February 27, 2019 by Brian Dye
Scale is a great word, because its meaning is truly in the eye of the beholder. To an astronomer, it might mean millions of light years. To a chemist, nanometers. In the network security monitoring (NSM) world, Corelight is enabling scale in two different senses of the word: management (at enterprise scale) and data (when 30% less is a beautiful thing).
Management is the more straightforward of the two. As NSM deployments grow, and in particular as they expand beyond physical sensors to include virtual and cloud environments, the ability to administer those environments easily is critical. From its beginning, Corelight has helped our customers focus on their data … accelerating incident response, finding advanced threats, uncovering new behavioral patterns … rather than systems administration.
Now that our largest customers are approaching hundreds of deployed sensors, our mission is broadening. It has led us to develop and launch our new Corelight Fleet Manager, which allows organizations to (wait for it!) manage fleets of Corelight sensors. In doing so, we are not trying to reinvent the wheel of distributed systems management. Quite the opposite – we have taken the highest impact workflows and delivered them in a streamlined user experience. That includes grouping sensors across the environment, providing role-based access control to those groups, and then automating deployment of configuration policies to them. And yes, since you asked – of course we have an available dark mode. Across light or dark, we measure our success by how few clicks are required and whether you need to open the manual. This is a user experience designed for the administrator, not the sales demo!
Enabling data scale is more nuanced, but just as compelling. We already provide tremendous flexibility in how data is both generated and exported, including:
These options are critical to helping organizations deliver the data they need to where they need it – which is especially important for those on a volume-based SIEM pricing model.
Even with those capabilities, we heard customers ask for more – not just capabilities, but out-of-the-box content based on real-world experience. Content that looks within the data streams themselves to screen out log entries with lower security value and maximize the ROI of their data. As a result, we have created the Data Reduction packages. They create new versions of our six most popular logs (conn, http, dns, ssl, files, and weird) that apply a cost-driven filter to the information created. For example, if a host is making repeated DNS queries hundreds of times per second, then we temporarily stop producing repeats of that log entry.
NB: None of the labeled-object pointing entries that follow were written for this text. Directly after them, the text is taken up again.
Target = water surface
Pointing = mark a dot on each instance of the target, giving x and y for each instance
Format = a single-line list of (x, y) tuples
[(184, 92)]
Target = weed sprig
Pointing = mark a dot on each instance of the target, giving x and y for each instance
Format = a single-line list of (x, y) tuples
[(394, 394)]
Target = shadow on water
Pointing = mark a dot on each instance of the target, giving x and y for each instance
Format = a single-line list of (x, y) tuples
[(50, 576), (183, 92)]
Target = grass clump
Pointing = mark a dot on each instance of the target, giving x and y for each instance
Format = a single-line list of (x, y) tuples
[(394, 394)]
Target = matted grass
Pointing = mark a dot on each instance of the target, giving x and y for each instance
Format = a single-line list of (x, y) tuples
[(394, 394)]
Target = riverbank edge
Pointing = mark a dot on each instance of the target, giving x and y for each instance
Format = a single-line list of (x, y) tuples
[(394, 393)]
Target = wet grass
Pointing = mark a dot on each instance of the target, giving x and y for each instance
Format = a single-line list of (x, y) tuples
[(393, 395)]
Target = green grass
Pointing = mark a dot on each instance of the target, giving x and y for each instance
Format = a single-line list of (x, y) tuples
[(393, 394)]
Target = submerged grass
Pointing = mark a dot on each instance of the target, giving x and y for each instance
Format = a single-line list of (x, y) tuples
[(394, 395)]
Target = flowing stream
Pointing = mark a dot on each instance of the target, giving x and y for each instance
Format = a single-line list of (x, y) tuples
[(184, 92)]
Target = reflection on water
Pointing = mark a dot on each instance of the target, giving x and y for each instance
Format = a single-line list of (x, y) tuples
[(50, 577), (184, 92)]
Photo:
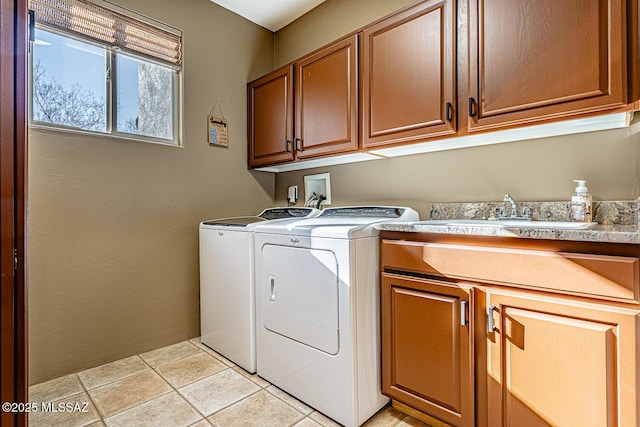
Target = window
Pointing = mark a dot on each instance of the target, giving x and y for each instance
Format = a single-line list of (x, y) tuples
[(99, 70)]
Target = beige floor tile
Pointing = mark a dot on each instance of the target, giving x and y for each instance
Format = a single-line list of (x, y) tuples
[(253, 377), (386, 417), (218, 391), (121, 395), (261, 409), (55, 389), (190, 369), (114, 371), (167, 410), (169, 354), (287, 398), (198, 343), (86, 413), (307, 422), (411, 422), (323, 420)]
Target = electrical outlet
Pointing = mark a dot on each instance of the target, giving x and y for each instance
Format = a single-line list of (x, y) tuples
[(293, 194)]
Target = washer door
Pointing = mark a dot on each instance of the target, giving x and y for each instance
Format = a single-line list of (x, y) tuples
[(299, 295)]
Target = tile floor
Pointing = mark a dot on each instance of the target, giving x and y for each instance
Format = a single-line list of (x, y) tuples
[(186, 384)]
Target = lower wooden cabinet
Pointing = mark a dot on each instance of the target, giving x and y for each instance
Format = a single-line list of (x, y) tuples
[(426, 347), (554, 363), (481, 352)]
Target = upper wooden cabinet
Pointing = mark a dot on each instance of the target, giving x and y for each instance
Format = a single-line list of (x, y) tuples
[(534, 60), (449, 68), (325, 88), (326, 101), (271, 118), (408, 75)]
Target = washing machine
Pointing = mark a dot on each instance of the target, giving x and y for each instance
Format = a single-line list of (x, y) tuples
[(227, 291), (318, 309)]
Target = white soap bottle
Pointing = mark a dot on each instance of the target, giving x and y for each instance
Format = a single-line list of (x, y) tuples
[(581, 203)]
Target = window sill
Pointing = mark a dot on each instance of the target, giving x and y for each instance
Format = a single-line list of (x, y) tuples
[(123, 137)]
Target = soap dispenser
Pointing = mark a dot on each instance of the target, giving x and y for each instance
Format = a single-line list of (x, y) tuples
[(581, 203)]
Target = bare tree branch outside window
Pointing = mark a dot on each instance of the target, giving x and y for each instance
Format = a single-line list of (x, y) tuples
[(74, 106)]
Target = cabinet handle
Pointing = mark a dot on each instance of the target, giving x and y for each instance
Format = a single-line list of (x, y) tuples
[(491, 326), (463, 313), (472, 110)]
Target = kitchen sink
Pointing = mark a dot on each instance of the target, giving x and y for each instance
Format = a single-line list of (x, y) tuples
[(510, 223)]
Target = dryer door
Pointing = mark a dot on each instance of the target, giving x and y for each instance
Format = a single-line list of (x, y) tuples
[(299, 295)]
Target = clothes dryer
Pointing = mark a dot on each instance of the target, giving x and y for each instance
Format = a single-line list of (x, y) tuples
[(318, 309), (227, 291)]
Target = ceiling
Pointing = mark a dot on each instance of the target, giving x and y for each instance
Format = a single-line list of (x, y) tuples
[(271, 14)]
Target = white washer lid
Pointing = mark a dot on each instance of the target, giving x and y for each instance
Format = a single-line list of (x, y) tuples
[(341, 223)]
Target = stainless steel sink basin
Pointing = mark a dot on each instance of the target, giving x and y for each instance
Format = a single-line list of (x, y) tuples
[(507, 223)]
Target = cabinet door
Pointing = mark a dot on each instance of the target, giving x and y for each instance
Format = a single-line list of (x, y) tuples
[(408, 73), (271, 118), (544, 59), (558, 363), (426, 347), (327, 101)]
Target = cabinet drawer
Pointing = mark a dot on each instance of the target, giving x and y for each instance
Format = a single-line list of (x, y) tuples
[(604, 276)]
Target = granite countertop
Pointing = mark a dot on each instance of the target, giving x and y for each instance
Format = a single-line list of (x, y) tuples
[(601, 233), (618, 221)]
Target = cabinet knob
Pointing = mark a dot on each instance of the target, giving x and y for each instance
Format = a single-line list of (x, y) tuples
[(472, 110), (491, 326)]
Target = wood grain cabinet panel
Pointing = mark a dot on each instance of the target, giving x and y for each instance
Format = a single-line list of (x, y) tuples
[(327, 101), (426, 347), (551, 363), (271, 118), (534, 60), (408, 75)]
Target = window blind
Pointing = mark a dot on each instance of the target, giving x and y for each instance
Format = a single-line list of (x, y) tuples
[(100, 24)]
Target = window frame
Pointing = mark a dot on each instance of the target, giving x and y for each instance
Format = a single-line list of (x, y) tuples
[(110, 91)]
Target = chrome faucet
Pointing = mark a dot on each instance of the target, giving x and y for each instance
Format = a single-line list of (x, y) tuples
[(514, 209), (526, 211)]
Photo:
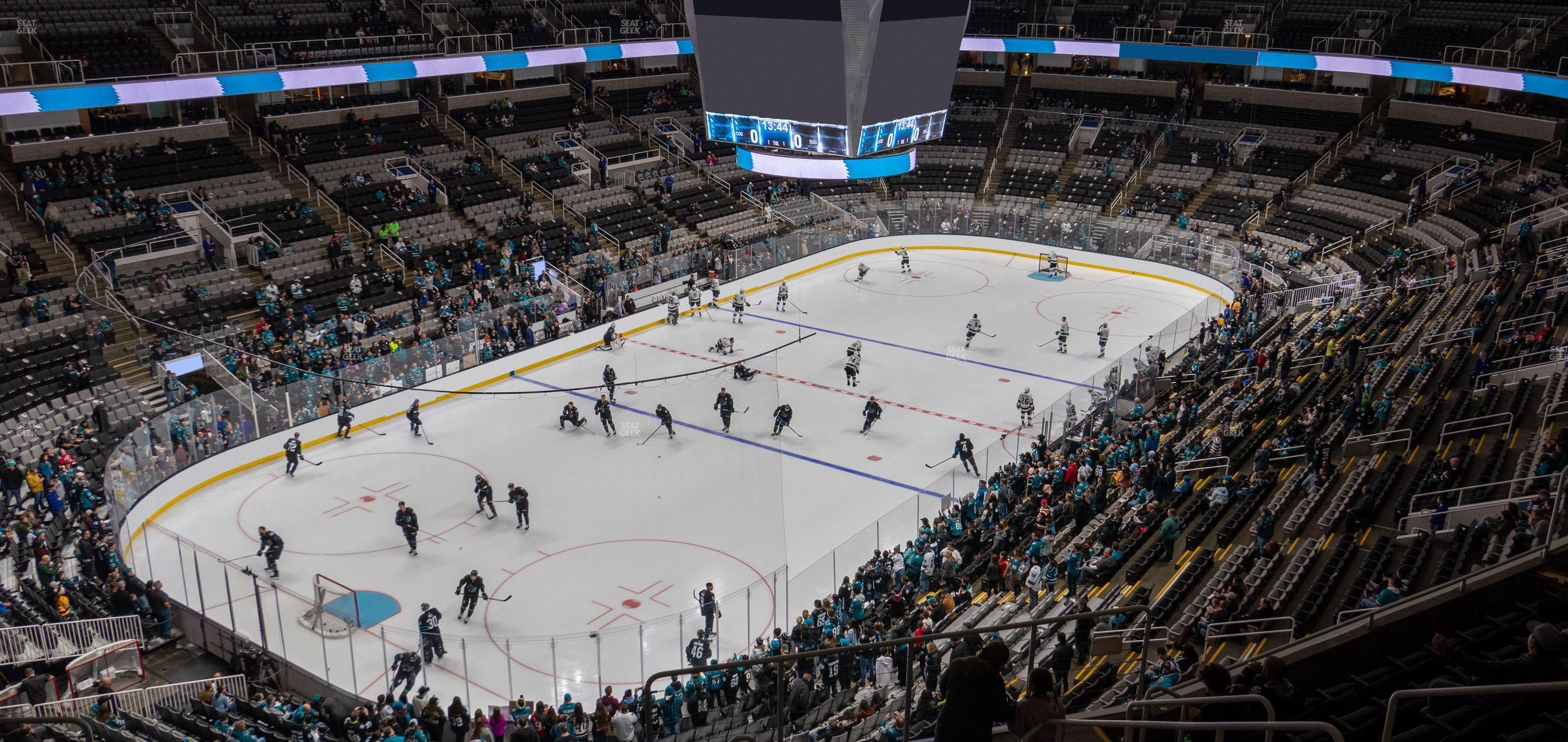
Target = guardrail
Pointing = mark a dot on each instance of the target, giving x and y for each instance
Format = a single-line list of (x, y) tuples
[(1223, 638), (1476, 424), (1202, 465), (1468, 691), (68, 639), (1454, 515)]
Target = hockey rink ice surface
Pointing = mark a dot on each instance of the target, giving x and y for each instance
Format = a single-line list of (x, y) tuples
[(601, 589)]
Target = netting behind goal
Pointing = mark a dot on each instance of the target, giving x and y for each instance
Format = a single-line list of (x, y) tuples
[(334, 611), (1045, 264)]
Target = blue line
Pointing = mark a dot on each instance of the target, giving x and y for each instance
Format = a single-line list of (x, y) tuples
[(830, 465), (922, 350)]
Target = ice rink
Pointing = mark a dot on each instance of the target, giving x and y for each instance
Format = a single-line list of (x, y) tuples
[(600, 590)]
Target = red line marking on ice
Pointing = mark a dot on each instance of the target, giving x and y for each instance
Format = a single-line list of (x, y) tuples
[(662, 592), (835, 390)]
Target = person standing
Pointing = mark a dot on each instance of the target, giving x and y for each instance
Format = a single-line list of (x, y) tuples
[(1170, 529), (974, 697)]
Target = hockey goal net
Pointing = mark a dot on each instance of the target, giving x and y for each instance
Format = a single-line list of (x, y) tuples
[(334, 611), (1045, 265)]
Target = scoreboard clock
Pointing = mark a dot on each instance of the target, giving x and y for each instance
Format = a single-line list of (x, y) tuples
[(899, 132), (781, 134)]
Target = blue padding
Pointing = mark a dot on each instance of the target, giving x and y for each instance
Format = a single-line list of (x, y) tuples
[(386, 71), (65, 99), (372, 607), (259, 82)]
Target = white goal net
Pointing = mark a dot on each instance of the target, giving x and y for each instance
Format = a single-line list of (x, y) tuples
[(336, 609), (1045, 264)]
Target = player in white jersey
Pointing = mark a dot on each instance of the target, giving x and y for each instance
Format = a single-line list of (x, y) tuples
[(739, 305)]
If identical files and certificates are moving through the network, we stop repeating those log entries for a while as well. These targeted data reductions were developed in cooperation with incident responders at some of the world’s leading organizations, and (for many) represent an attractive trade-off between downstream SIEM cost and security data coverage. Specifically, to date we have seen a ~30% reduction in data with little loss of security insight, which is a powerful combination.
As we said at the start, scale is in the eye of the beholder. If your view of data scale is “I need it all” then we can provide it. If you are budget constrained (or not on a SIEM site license!) so you want it all in nearline storage but just the reduced version in your SIEM, we can provide that, too. To each their own, we say!
Whether you are looking at management scale or data scale, we are happy to deliver these new capabilities to you. For our current customers, thanks again for your confidence, partnership, and feedback. If you haven’t worked with Corelight (or Zeek!) yet, welcome to the movement – we are looking forward to helping you at whatever scale we can.